Here is the Dockerfile for a 'base' image running Ubuntu 14.04:

FROM ubuntu:14.04

RUN apt-get update && \
apt-get install -y ntp build-essential build-essential binutils zlib1g-dev \
git acl cronolog lzop unzip mcrypt expat xsltproc python-pip curl language-pack-en-base
RUN pip install awscli

RUN adduser --ui 501 --ingroup www-data --shell /bin/bash --home /home/myuser myuser
RUN mkdir /home/myuser/.ssh
COPY files/myuser_authorized_keys /home/myuser/.ssh/authorized_keys
RUN chown -R myuser:www-data /home/myuser/.ssh && \
chmod 700 /home/myuser/.ssh && \
chmod 600 /home/myuser/.ssh/authorized_keys

When I built this image, I tagged it as my_ecr_registry_id.dkr.ecr.my_region.amazonaws.com/base:proj1-development.

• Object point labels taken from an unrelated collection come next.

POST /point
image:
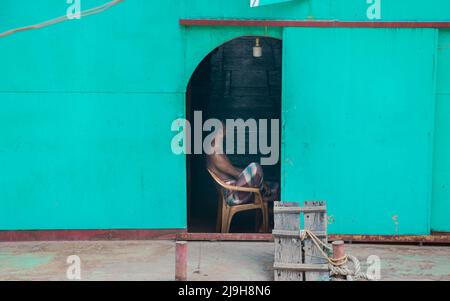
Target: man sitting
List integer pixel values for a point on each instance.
(251, 176)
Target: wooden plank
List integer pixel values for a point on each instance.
(305, 209)
(301, 267)
(315, 222)
(295, 233)
(314, 23)
(287, 250)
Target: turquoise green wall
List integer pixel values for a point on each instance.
(86, 108)
(358, 112)
(441, 176)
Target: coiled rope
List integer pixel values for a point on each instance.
(337, 266)
(88, 12)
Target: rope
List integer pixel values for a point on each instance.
(338, 267)
(88, 12)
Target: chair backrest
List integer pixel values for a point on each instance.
(231, 187)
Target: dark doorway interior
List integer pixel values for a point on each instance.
(229, 84)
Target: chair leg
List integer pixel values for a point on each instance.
(224, 222)
(230, 218)
(265, 213)
(219, 216)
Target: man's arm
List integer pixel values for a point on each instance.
(223, 164)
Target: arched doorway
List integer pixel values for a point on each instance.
(232, 83)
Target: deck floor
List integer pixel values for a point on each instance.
(226, 261)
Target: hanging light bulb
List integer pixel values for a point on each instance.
(257, 50)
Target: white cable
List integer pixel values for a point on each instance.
(86, 13)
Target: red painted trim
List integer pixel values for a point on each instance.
(403, 239)
(92, 235)
(325, 23)
(225, 236)
(431, 239)
(181, 234)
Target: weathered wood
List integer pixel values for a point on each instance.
(315, 222)
(287, 233)
(301, 267)
(288, 250)
(304, 209)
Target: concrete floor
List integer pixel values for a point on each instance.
(154, 260)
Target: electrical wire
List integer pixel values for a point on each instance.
(86, 13)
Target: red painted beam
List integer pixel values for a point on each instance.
(309, 23)
(431, 239)
(181, 234)
(90, 235)
(225, 236)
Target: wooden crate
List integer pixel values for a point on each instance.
(297, 260)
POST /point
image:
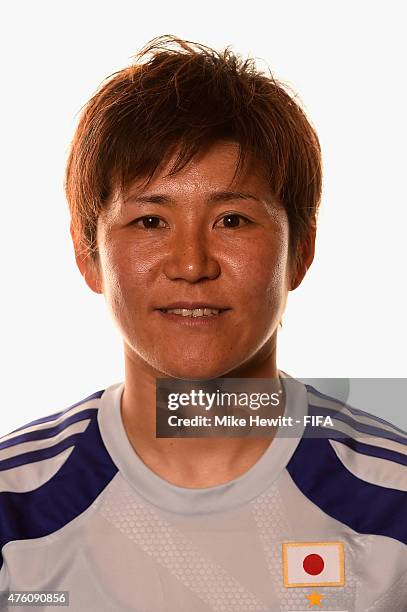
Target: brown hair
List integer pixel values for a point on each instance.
(180, 92)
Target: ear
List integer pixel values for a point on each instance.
(88, 267)
(304, 258)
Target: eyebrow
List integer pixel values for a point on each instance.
(217, 196)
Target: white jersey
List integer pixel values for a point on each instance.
(316, 523)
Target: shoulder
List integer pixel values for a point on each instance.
(356, 469)
(51, 470)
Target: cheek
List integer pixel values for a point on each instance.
(261, 271)
(126, 277)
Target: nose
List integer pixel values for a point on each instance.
(190, 258)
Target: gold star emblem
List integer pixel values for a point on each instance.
(315, 599)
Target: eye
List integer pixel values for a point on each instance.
(233, 221)
(149, 222)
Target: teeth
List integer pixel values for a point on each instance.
(196, 312)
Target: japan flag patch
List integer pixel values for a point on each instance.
(313, 564)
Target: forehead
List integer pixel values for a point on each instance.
(211, 169)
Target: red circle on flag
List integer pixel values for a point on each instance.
(313, 564)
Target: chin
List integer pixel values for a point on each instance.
(190, 370)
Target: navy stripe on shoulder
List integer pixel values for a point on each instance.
(363, 428)
(80, 480)
(49, 432)
(55, 415)
(364, 507)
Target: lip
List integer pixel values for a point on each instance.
(201, 322)
(192, 306)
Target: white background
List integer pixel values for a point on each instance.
(346, 60)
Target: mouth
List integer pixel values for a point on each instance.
(193, 311)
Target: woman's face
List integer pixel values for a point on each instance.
(196, 242)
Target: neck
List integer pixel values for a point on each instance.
(188, 462)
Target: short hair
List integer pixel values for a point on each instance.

Here is the Dockerfile for an image (based on the base image above) that installs Apache, PHP 5.6 (using a custom apt repository), RVM, Ruby and the compass gem:

FROM  my_ecr_registry_id.dkr.ecr.my_region.amazonaws.com/base:proj1-development

RUN export LC_ALL=en_US.UTF-8 && export LC_ALL=en_US.UTF-8 && export LANG=en_US.UTF-8 && \
apt-get install -y mysql-client-5.6 software-properties-common && add-apt-repository ppa:ondrej/php5-5.6

RUN apt-get update && \
apt-get install -y --allow-unauthenticated apache2 apache2-utils libapache2-mod-php5 \
php5 php5-mcrypt php5-curl php-pear php5-gd \
php5-dev php5-mysql php5-readline php5-xsl php5-xmlrpc php5-intl

# Install composer
RUN curl -sSL https://getcomposer.org/composer.phar -o /usr/bin/composer \
&& chmod +x /usr/bin/composer \
&& composer selfupdate

# Install rvm and compass gem for SASS image compilation

RUN curl https://raw.githubusercontent.com/rvm/rvm/master/binscripts/rvm-installer -o /tmp/rvm-installer.sh && \
chmod 755 /tmp/rvm-installer.sh && \
gpg --keyserver hkp://keys.gnupg.net --recv-keys D39DC0E3 && \
/tmp/rvm-installer.sh stable --path /home/myuser/.rvm --auto-dotfiles --user-install && \
/home/myuser/.rvm/bin/rvm get stable && \
/home/myuser/.rvm/bin/rvm reload && \
/home/myuser/.rvm/bin/rvm autolibs 3

RUN /home/myuser/.rvm/bin/rvm install ruby-2.2.2 && \
/home/myuser/.rvm/bin/rvm alias create default ruby-2.2.2 && \
/home/myuser/.rvm/wrappers/ruby-2.2.2/gem install bundler && \
/home/myuser/.rvm/wrappers/ruby-2.2.2/gem install compass

COPY files/apache2-foreground /usr/local/bin/
EXPOSE 80
CMD ["apache2-foreground"]

When I built this image, I tagged it as  my_ecr_registry_id.dkr.ecr.my_region.amazonaws.com/apache-php:proj1-development

With these 2 images as building blocks, I put together 2 more images, one for building artifacts for the Web application, and one for launching it.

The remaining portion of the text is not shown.